Description of Design
The design of the jig and fixture consists of the following major components shown in Figure 2: fixed/static backplate (13), indexing plunger (8), part holding module (6), “datum C plate” (18), and toggle clamp (1). The indexing plunger is fixed onto the backplate below the turning knob of the part holding module. The part holding module (PHM) is also integrated into the backplate and can rotate axially with respect to the backplate. The “datum C plate” attaches to one end of the toggle clamp shaft via a bearing (19), spring-loaded bearing-to-stud adaptor (21) and a partially threaded stud (23). The bearing allows the “datum C plate” to rotate about the same axis as the one the PHM rotates about. The toggle clamp facilitates the movement of the “datum C plate” along the axis of its rotation, allowing for the part to be “clamped” into position.
To position the part inside the jig/fixture, the part holding module was designed so that the datum feature A of the part (32mm diameter of the shaft) first mates with the inner bore of the part holding module (datum A simulator). The part slides down into the bore until it reaches a keyway where the datum feature B of the part (10mm wide notch) mates with the width of the key (datum B simulator). The part continues to slide down until it stops to where the shaft diameter steps up to 40 mm.

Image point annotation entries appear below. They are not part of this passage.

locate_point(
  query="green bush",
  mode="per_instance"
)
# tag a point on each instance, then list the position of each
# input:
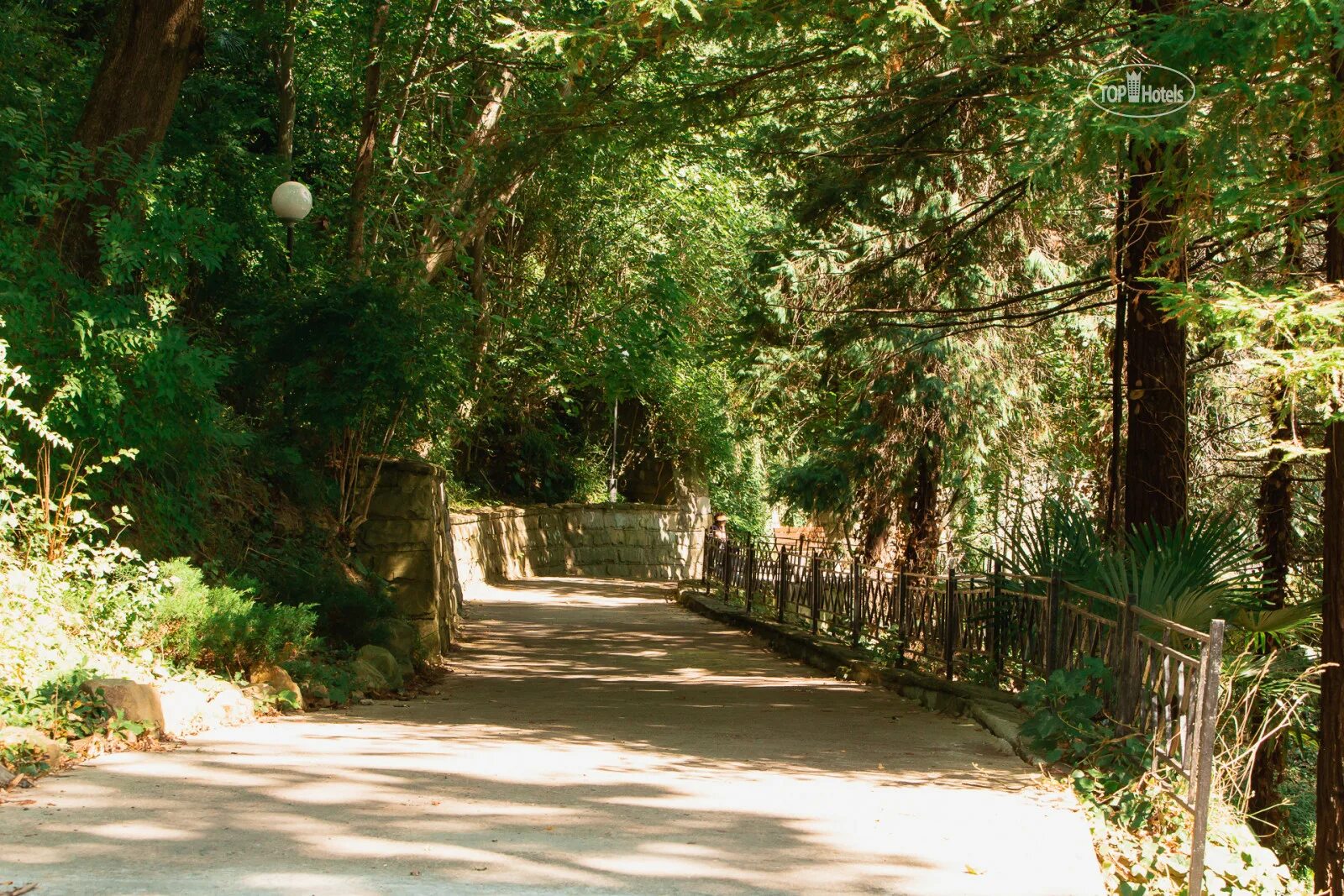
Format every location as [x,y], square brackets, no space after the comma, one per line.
[57,707]
[222,627]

Once the part is positioned inside the part holding module, the perfectly flat side of the “datum C plate” (datum C simulator) mates with the datum feature C of the part (inner circular surface) with the use of the toggle clamp. The “datum C plate” then continues to gently apply some pressure towards the backplate to “clamp” and secure the part in place. The spring-loaded mechanism behind the “datum C plate” allows the plate to be pressed onto the datum feature C without requiring excessive force to lock the toggle clamp into position. Moreover, the plate is positioned in a manner that would always result in some compression in the spring to provide adequate pressure to the datum feature C to lock the part in place.
To fabricate the eight M6 holes on the part from the top, the part needs to be rotated axially and indexed at the correct positions. The part holding module can rotate axially and, therefore, rotate the part axially. The indexing is done by implementing the indexing plunger that has a spring-loaded pin that can “lock” into one of eight holes on the backside of the PHM. The part can be indexed to the next position by pulling on the plunger, allowing the pin to come out of the hole, and rotating the part holding module axially until the spring-loaded pin “locks” into the next adjacent hole of the backside of the PHM.